黄河と沙漠の交差点 沙坡頭旅游区
沙湖旅游区とともに寧夏の国家5A級沙漠観光地として、銀川市から南西200キロの中衛市の西郊外に沙坡頭(さはとう)旅游区がある。中衛市で黄河はS字型に大きく湾曲するが、沙坡頭はその黄河とテンゲル沙漠が交差する、中衛市街区から18キロのところにある。中衛市へは銀川から列車かバスで約3時間、バスは20分おきに出ている。また銀川からは直接沙坡頭へ行くバスも毎朝1本ある。

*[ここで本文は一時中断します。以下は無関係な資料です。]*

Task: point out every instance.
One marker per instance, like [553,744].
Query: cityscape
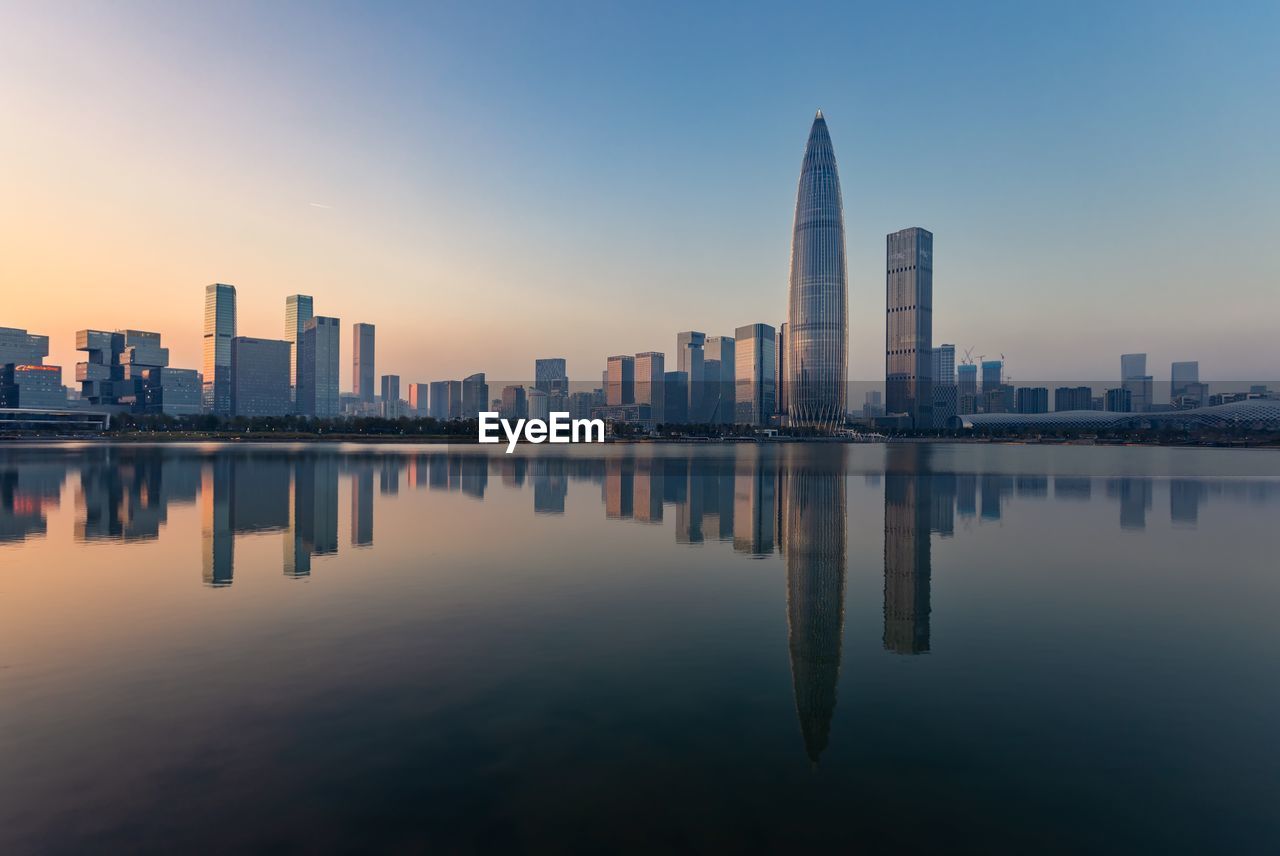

沙坡頭は古代シルクロードの通り道で、テンゲル沙漠の東南端部にある。「テンゲル」とはモンゴル語で「天」という意味。天のように広大な沙漠と黄河、高山、オアシスが一体となった観光地で、1994年に国連環境計画(UNEP)から世界環境ベスト500の称号を授与されたところでもある。テンゲル沙漠は形成された時代が古いため、砂質が沙湖旅游区のものより細かく、きな粉のようにさらさらしており、鳴き砂としても有名だ。手づくりのボードに座って傾斜の急な砂山を滑り降りるサンドスキーの際にはこの砂の音が聞こえる。サンドスキーが怖いという人はリフトで下におりると、そこは砂山の光景とは打って変わって桑や棗、リンゴの木々が生い茂るオアシスだ。美味しい果物が実る8月中旬から9月末はベストシーズン。

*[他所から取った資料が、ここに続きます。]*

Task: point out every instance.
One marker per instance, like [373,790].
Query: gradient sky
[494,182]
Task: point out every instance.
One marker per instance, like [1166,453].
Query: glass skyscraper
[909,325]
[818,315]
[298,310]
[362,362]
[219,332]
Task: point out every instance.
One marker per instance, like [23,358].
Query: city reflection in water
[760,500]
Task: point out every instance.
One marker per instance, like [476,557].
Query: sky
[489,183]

沙坡頭はもともと自然条件の劣悪なところで、黄沙が立ち込めるテンゲル沙漠の一部だったが、賀蘭山の岩画に描かれている動物の姿などから、古代には森林と広大な草原があり、遊牧民族が暮らしていたと推測されている。沙坡頭地区からは新石器時代の人類の生活を示す遺跡も見つかっているが、今ではこれらの遺跡は砂の下に埋もれてしまっている。沙坡頭地区は地理的に重要な場所で、黄河上流、寧夏平原、蘭州河谷につながるとともに、河西回廊の通り道でもあり、唐代、西夏時代も中衛は屯田の重要な地域であった。その後、元、明、清代と人々は沙坡頭地区で大規模な開墾を続けたが、打ち続く戦争や行き過ぎた開墾、灌漑設備や耕地の放棄などによって生態系の悪化を招いた。沙坡頭地区にいつごろ沙漠が出現したのかについて、考古学者の景愛氏は元代に最初の沙漠が出現したと見ている。こうした沙漠の成り立ちや沙漠化を防ぐための対策などを紹介する「治沙博物館」もここにあり、さらに「中国沙漠博物館」を建設中だ。

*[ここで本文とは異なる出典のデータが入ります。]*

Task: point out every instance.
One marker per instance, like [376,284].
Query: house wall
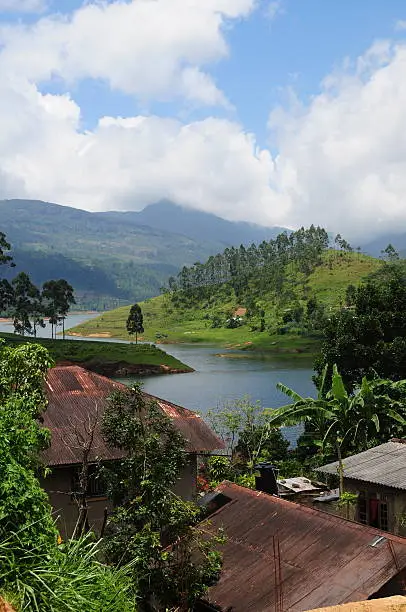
[395,498]
[58,485]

沙坡頭ではこのほか、羊の皮でつくった筏で渡る黄河遊覧や、ラクダに乗ってのテンゲル沙漠巡り、沙漠の中でのバレーボールやサッカー競技などのイベントが用意されている。
沙坡頭旅游区は沙漠と黄河、高山、オアシスが一体となった観光地
羊の皮で作られた筏で黄河を遊覧
沙坡頭では砂で作った彫刻も楽しめる
注1 国家5A級観光地
中国には現在187カ所の国家クラスの観光地があり、07年10月からこれを1Aから5Aまでランク付けしている(それまでは1Aから4A)。ランク付けはサービス・環境と景観を軸に、交通、安全性、ショッピング、衛生環境、通信サービス、経営管理、旅客の満足度、資源、環境保護などを加味して点数制で決められる。さらに、最も等級の高い5Aを獲得するには年間延べ60万人以上の観光客(うち海外観光客は5万人以上)を受け入れていることが条件の1つとなっている。
注2 国家1級保護鳥類
中国に特有の鳥や中国では珍しい鳥もしくは絶滅に瀕している鳥で、1988年に全人代で採択され1989年から施行された「中国野生動物保護法」に基づいて法的に保護されている鳥類。